For years I crunched server logs with WebLog Expert to obtain visitor statistics for my website. During the last four months I also ran my own Referrer Filter to cut down on referrer spam. It was laborious but I thought I was getting a pretty accurate picture of human visitors, without the kind of intrusive (and easily blocked) tracking employed by Google Analytics.
Then, in the first week of September, the global bot networks that are for some reason still allowed to operate with impunity discovered my website. The following is a non-exhaustive list of attacks that I identified in the logs. Please keep in mind that I get typically less than 2,000 real visitors a week, for weblog and website combined.
- On 03 September, a break-in attempt with ~100 requests for invalid
category/*
files, as well as ~50 requests for an older page. Looked like a Chinese bot net in training. - On 04 September, about 150 requests for
HexkitGuide.pdf
in a denial-of-service manner, with less than one second between requests. - On 04 and 06 September, a total of about 600 attempts to break into the blog’s login page, in one-second intervals. Various international IPs, so likely a zombie network.
- On 03 September, an incredible 26,319 login attacks, part of an identifiable series of 56,727 for the year so far. Once again the attacks came back-to-back, DoS style. The day’s server log was bloated five times the usual size.
- Things I’m seeing routinely: the same IP trying 10-20 known WordPress attack vectors in a short interval; a group of bots hitting some random page hourly for a day or two.
All this in addition to a vast amount of benign bot traffic.

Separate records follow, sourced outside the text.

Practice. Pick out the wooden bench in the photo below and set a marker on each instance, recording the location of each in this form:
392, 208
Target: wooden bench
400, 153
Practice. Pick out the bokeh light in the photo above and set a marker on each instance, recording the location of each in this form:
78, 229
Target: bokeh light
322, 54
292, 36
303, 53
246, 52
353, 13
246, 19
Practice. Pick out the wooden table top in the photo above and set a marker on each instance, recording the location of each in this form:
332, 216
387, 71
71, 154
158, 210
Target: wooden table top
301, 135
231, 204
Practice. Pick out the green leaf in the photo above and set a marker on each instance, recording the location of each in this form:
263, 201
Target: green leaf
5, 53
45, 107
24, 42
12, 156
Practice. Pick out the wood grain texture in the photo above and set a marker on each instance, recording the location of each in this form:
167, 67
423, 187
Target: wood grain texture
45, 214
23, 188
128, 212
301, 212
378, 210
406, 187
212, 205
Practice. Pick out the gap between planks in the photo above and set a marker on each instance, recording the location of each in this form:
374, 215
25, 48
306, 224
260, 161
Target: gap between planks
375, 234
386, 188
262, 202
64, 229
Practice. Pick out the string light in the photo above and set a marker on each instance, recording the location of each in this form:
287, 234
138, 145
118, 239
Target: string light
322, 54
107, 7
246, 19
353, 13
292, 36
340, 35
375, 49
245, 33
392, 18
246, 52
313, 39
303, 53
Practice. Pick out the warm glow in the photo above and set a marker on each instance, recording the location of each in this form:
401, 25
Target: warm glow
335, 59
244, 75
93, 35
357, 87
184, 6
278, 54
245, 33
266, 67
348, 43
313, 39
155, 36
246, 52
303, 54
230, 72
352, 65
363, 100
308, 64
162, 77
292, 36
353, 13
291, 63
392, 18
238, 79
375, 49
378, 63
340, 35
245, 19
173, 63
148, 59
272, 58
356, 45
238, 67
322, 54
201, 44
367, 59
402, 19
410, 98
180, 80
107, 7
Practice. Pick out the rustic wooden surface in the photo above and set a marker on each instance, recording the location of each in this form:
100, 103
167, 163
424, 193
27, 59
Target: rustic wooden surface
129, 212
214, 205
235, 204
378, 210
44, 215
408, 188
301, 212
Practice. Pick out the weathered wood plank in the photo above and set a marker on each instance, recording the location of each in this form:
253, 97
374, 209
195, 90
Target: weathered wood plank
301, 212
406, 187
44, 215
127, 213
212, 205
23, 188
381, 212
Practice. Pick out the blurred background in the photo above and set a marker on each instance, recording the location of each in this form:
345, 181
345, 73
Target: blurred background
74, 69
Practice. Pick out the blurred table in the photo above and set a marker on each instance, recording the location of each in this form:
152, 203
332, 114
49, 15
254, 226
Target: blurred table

The shutdown of Google Reader has indeed led to a Cambrian explosion of feed readers… and they all send their bots to me. I’m also seeing a growing number of new search spiders that apparently got wind of my little website as its popularity increased. That’s nice, but WebLog Expert knows only a fraction of these bots, and its database is unlikely to ever fully catch up.
With so many bots around, I got uneasy about the accuracy of my server log analysis and decided to run a cross-check with Google Analytics. GA relies on client-side JavaScript which bots won’t run, so they are automatically excluded. I now have the results for a full week using both methods, and the difference is devastating.

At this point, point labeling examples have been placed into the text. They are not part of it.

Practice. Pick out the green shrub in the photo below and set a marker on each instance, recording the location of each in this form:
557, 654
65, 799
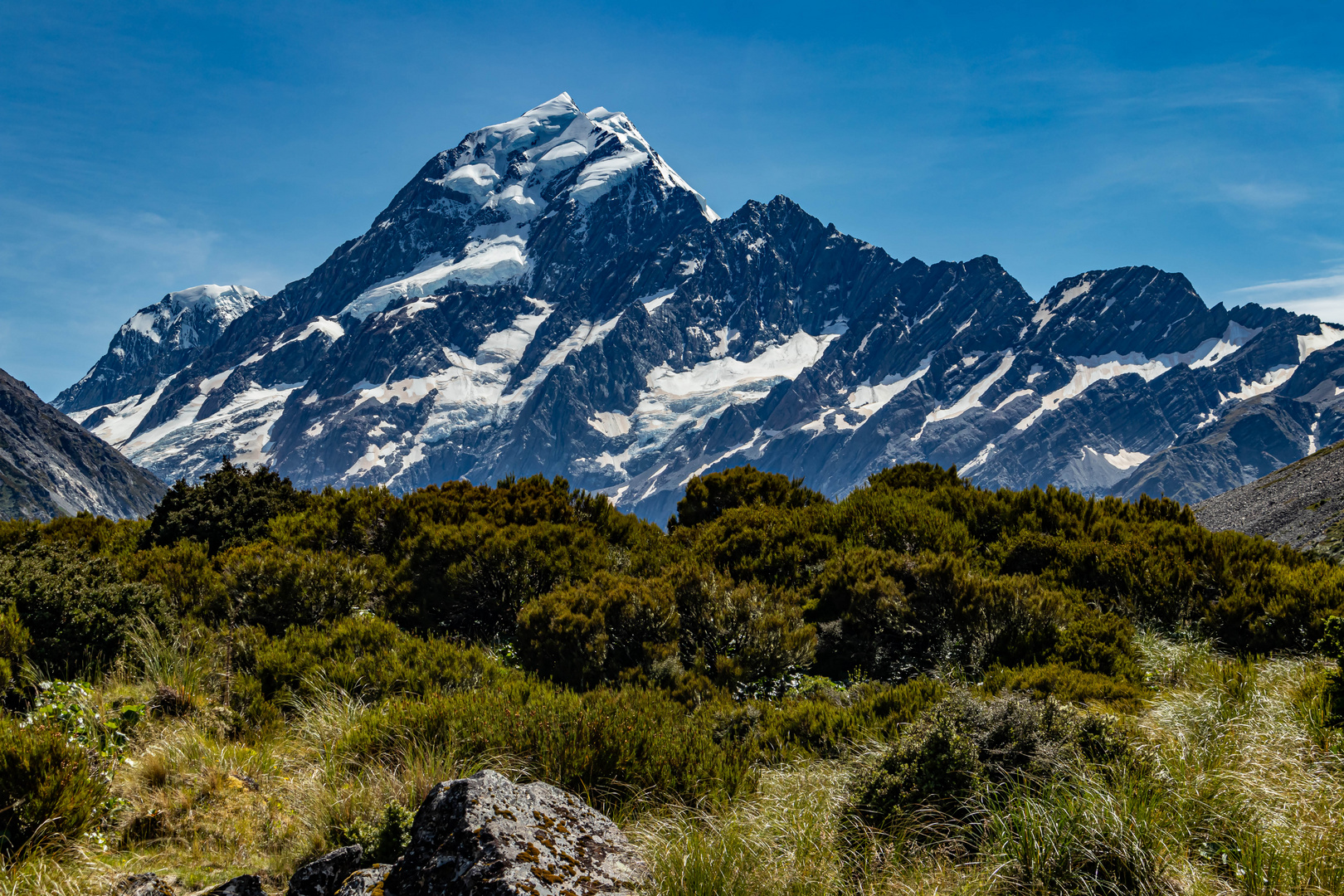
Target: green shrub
962, 746
49, 787
77, 606
707, 497
824, 726
1332, 691
1099, 644
363, 655
187, 575
279, 587
227, 508
863, 617
14, 646
385, 839
606, 744
738, 633
1068, 685
470, 579
774, 546
598, 629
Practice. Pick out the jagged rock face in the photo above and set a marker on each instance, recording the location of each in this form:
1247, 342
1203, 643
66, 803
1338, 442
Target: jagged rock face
324, 876
552, 297
50, 466
485, 835
366, 881
156, 343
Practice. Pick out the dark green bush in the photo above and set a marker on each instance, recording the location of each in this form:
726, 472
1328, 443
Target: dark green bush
824, 726
227, 508
598, 629
1099, 644
363, 655
1068, 685
738, 633
50, 790
864, 621
606, 744
385, 840
188, 578
707, 497
14, 646
77, 606
470, 581
964, 746
280, 587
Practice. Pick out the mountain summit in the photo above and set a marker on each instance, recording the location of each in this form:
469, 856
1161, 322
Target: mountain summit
552, 297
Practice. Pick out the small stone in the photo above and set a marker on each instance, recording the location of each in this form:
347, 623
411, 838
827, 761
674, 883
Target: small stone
488, 835
323, 876
141, 885
368, 881
241, 885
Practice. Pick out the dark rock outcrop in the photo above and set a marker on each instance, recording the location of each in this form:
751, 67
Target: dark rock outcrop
488, 835
552, 297
51, 466
366, 881
325, 874
1300, 505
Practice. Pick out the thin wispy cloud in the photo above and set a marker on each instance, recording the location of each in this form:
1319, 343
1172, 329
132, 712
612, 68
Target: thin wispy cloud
1320, 296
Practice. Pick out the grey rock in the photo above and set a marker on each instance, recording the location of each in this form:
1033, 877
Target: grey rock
323, 876
147, 884
1300, 505
366, 881
241, 885
488, 835
647, 340
51, 466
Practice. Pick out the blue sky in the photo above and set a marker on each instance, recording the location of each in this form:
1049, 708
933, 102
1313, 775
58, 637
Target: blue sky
152, 147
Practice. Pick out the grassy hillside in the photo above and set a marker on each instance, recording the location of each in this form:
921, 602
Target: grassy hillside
925, 687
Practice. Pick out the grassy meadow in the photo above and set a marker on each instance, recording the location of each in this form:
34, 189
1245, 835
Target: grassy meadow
923, 688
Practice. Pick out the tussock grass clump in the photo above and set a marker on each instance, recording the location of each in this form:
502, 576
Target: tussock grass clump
50, 787
606, 744
947, 765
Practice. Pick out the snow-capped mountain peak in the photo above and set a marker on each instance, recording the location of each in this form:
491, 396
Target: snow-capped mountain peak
507, 176
164, 320
550, 297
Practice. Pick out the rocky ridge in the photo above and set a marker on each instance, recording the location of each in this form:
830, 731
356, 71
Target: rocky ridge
1300, 505
552, 297
51, 466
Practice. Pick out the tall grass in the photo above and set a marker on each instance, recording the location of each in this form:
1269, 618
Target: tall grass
1234, 786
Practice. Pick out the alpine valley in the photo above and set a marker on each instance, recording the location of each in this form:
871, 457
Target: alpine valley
552, 297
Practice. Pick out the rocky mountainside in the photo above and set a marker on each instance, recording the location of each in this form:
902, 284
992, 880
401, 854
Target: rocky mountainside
1300, 505
552, 297
51, 466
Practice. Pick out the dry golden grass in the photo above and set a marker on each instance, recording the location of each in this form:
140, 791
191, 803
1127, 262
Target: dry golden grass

- Overall visitors – which are already supposed to exclude spiders, spammers, and other bots – were overestimated by a factor of two.

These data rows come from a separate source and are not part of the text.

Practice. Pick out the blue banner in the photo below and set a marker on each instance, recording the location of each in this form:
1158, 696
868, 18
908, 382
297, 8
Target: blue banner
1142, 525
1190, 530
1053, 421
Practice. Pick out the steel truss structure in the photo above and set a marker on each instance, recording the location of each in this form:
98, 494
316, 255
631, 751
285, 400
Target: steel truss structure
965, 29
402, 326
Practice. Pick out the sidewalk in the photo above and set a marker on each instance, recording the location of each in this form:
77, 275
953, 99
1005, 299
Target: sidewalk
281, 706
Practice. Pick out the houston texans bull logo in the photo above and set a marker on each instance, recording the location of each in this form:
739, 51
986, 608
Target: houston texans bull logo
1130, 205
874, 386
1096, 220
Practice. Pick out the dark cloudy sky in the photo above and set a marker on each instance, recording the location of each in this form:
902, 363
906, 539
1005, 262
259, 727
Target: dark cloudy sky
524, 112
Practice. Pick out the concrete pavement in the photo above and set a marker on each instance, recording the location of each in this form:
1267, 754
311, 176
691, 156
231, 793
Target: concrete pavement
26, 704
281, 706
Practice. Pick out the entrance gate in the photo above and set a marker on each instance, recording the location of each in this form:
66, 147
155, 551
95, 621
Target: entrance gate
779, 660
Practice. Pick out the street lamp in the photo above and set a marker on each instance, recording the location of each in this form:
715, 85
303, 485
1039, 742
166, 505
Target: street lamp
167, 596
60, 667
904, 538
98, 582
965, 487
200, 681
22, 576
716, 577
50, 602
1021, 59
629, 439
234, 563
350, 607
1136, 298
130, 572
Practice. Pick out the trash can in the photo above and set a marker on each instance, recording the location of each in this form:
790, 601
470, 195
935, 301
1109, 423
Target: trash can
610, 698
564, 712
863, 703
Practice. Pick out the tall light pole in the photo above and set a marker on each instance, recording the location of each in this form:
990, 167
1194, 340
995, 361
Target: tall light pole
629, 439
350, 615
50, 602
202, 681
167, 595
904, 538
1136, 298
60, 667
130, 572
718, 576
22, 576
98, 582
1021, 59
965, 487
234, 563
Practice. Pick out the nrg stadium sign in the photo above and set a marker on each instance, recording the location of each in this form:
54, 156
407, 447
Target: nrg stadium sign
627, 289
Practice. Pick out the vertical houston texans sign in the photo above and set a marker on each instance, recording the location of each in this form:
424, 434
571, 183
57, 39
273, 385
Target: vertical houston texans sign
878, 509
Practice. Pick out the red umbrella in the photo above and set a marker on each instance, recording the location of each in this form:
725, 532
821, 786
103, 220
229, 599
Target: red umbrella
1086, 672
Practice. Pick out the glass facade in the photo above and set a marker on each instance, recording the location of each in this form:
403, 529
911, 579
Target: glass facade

- Unique IPs were overestimated by “only” 30%, probably because benign bots have the courtesy to reuse the same IP.
- Page visits were overestimated between 10% and 400%! All the statistics I had recorded over the years turned out to be worthless.
- The website’s index page – a popular bot target – dropped from 179 visits to 20.
Could Google Analytics be horribly inaccurate? That’s not very likely, given its widespread use and the evidence of bot infestation in the server logs. GA’s use of remote JavaScript execution does underestimate visitors, just like WordPress Statistics, but even a generous estimation of people using JS/GA blockers cannot account for such discrepancies.
Google Analytics
So as of today, I’m retiring my public visitor counts page that was based on server log analysis, as its existing content was far too inaccurate. Website & weblog now use Google Analytics to give me a reliable baseline of human visitors. Like WordPress Statistics, GA remotely loads some JavaScript and also leaves a first-party cookie to identify repeat visits. The JS code is loaded asynchronously and should not impede user experience.
Why use an external service at all? Various open-source packages for self-hosted visitor tracking exist, but those are not an option on my cheap hosting service. Its slow and tiny MySQL databases can’t even reliably show WordPress posts without additional caching, and the contract explicitly forbids write-heavy uses such as logging.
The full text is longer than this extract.